#52Ancestors in 52 Weeks- Week 2- Favorite Photo

man on motorcycle

My dad, Art Bruggeman, on his motorcycle, c1945

This week’s topic for #52ancestors is “favorite photograph”.[1]

That’s my dad sitting on a motorcycle. Years ago, I had heard his younger brother, Uncle Jim, laughingly tell a vaguely remembered story wherein my dad supposedly rode an Indian motorcycle onto and across his high school’s stage. We were all gathered at my father’s after-funeral “reception” thingie, the kind of event you spend walking the fine line between partying with the visiting relatives and feeling gut punched over the loss. The peripheral attendees had gone and the effects of an open bar and a sense of things winding down provided a perfectly balanced forum for the deeper memories to emerge. I tried to imagine a devil-may-care, motorcycle-brandishing version of my teenage dad trespassing his Catholic school’s interior, but didn’t get far. We hadn’t found this photo yet. “Mom sure hated that thing,” added one of his siblings.

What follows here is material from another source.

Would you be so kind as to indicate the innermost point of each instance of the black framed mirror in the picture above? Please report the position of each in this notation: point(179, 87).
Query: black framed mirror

I didn’t know my dad very well. We lived in the same house, shared the same dinner table, went to church and watched Walt Disney’s Wonderful World of Color together. Occasionally, I’d tag along on his weekend errands to this and that store, the gas station, and wherever that cool TV tube tester thing was. He was a nice guy with a great sense of humor who liked beer and popcorn and Sunday drives, especially if they involved tornado damage assessment. He liked my report cards. He expected us all to go to college. He sometimes went to bat for me with my mom. He once lied to the cops for me. He had my back.

I knew he was born in Ohio, grew up Catholic, spent some time in the Navy, and went to Notre Dame. That both of his parents’ deaths involved automobiles. I knew he worked an office job in construction that involved a drafting board, slide rulers, and rolls of building plans. And that his proudest career accomplishment was the Notre Dame library.

But I never knew what he considered his greatest personal achievement. Or what his life was like growing up. Or which was his favorite saint?  Why the Navy? What impact did his father’s early death have? What aspect of golfing had him hooked? What was his biggest regret? His worst day? And I didn’t know any of this because I never thought to ask him. I knew bits but I didn’t now the pieces. I believed he was Republican, but found Kennedy buttons in his keepsakes.

My dad passed away in 2006. After I quit my college degree job, I picked up my mom’s hobby tree and ran with it. I started researching my parents and was floored by how odd that felt. The post Teresa’s-earliest-memory stage didn’t feel creepy, just sad. But because they still adorned my recent memory, exhuming their earlier lives felt a bit like stalking. Like I was putting my nose where it didn’t belong. Like I was sneaking around behind their barely turned backs and it was my own stupid fault. Every revelation was a celebration and a defeat. It was heartbreaking and wonderful.

And now I know this much more about him:

His godparents were Uncle Bill Bruggeman and Aunt Lucille Gropp.

His childhood sweetheart was Evelyn. I’m glad it didn’t last.

Like me, he took typing his Sophomore year; unlike “hand-watcher” me, he could do 39 words a minute and this on a manual machine.

He lettered in high school football.

He enlisted in the Navy just prior to his eighteenth birthday.

He wanted to be a pilot.

The war ended too soon for that.

His dad worked a white collar job in the construction industry.

And died flipping his car into a ditch at 2 a.m. and far from home. My dad, age 22, signed the death certificate and likely identified the body.

He financed his education with the G.I. Bill and as a truck driver.

He sent my mom formal date invitations.

That barn dance photo in the 1949 Notre Dame yearbook may be of their first date.

He aced his Ohio Architectural Engineer’s test.

His name-sake, Uncle Art, helped finance our house on Ewing. (Open wide…)

He served in the Naval Reserves until 1958.

He hit a hole-in-one in 1994.

He worked for the same construction firm for twenty-two years.

He did better with his own company.

And on 13 April 1945, at age seventeen and still in high school, he registered a 1934 Indian CCD 330 with the state of Ohio. There he goes, across the stage.



(Note: For my more astute and/or aged relatives- do I have any errors? Do you have any details to add? Help!)